Ambient conditions: The ambient conditions in which you use your smartphone can also affect the battery life. If you use your smartphone in a cold environment, the battery will drain more quickly. 

This question sparked a thoroughly detailed response from Bard and I was particularly interested in the order of its list as it didn’t go by the estimated battery life. My sneaking suspicion of where it came from proved correct, as a quick visit to our sister site Tom’s Guide’s list of the longest-lasting smartphones (opens in new tab) revealed that Bard is using their selections. The flaw is that Bard is pulling its notes about each phone from elsewhere, so the order shown is where these phones fell in the lab testing that Tom’s Guide and Laptop Mag perform, but that is lost in translation.

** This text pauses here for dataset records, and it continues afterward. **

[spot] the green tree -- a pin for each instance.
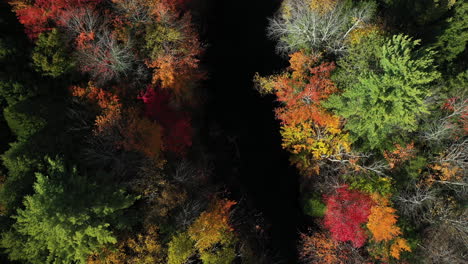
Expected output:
(66, 219)
(50, 55)
(453, 39)
(181, 248)
(384, 97)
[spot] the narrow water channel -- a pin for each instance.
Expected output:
(257, 167)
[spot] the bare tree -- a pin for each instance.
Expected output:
(299, 26)
(98, 52)
(444, 127)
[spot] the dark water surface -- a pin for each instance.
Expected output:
(255, 166)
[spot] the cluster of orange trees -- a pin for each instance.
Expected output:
(366, 114)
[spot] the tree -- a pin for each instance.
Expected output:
(66, 219)
(318, 248)
(309, 132)
(50, 55)
(211, 225)
(141, 134)
(37, 16)
(177, 125)
(181, 248)
(453, 39)
(108, 105)
(173, 47)
(346, 211)
(380, 102)
(317, 26)
(142, 248)
(382, 220)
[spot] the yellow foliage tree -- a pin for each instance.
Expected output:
(399, 245)
(144, 248)
(322, 6)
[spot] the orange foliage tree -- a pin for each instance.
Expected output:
(212, 225)
(141, 134)
(143, 248)
(107, 103)
(309, 131)
(318, 248)
(382, 220)
(174, 49)
(385, 232)
(399, 155)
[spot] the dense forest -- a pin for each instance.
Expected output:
(224, 132)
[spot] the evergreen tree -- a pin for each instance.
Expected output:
(385, 97)
(66, 219)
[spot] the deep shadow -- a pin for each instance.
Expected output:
(254, 166)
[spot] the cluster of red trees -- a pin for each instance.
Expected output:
(122, 42)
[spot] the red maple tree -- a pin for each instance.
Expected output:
(176, 124)
(346, 211)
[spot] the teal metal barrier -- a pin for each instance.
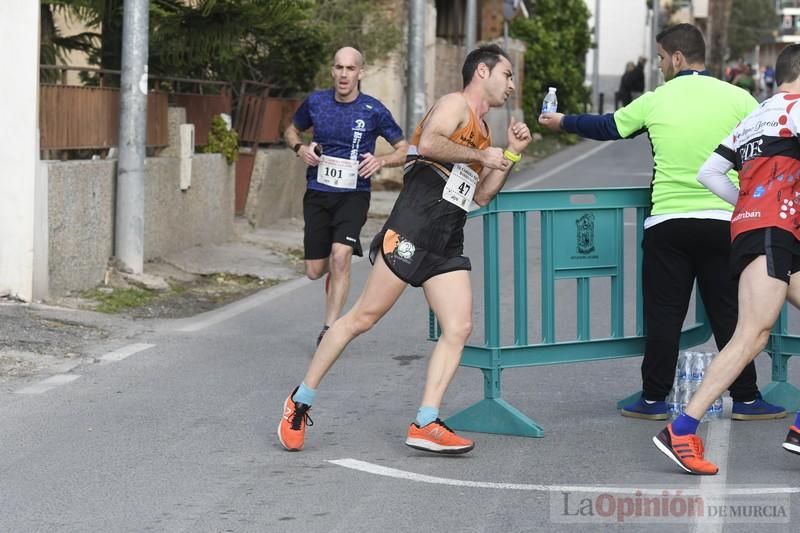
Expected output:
(582, 237)
(781, 346)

This touches on the question of plagiarism or at least the lack of citation being done by Google Bard. There is no question that it pulled this list from Tom’s Guide and that list is the result of the extensive work of our shared testing department. Not only that but if Bard provided a citation you would have the full context for its response.

Leaving that aside, I did like the addition of the important details to consider at the end, which is not from the Tom’s Guide article. This blending of material can be good as Bard presumably looks at a wide range of sources, but that can also lead to the issue seen above where it threw two sources in the blender and it didn’t quite come out smoothly.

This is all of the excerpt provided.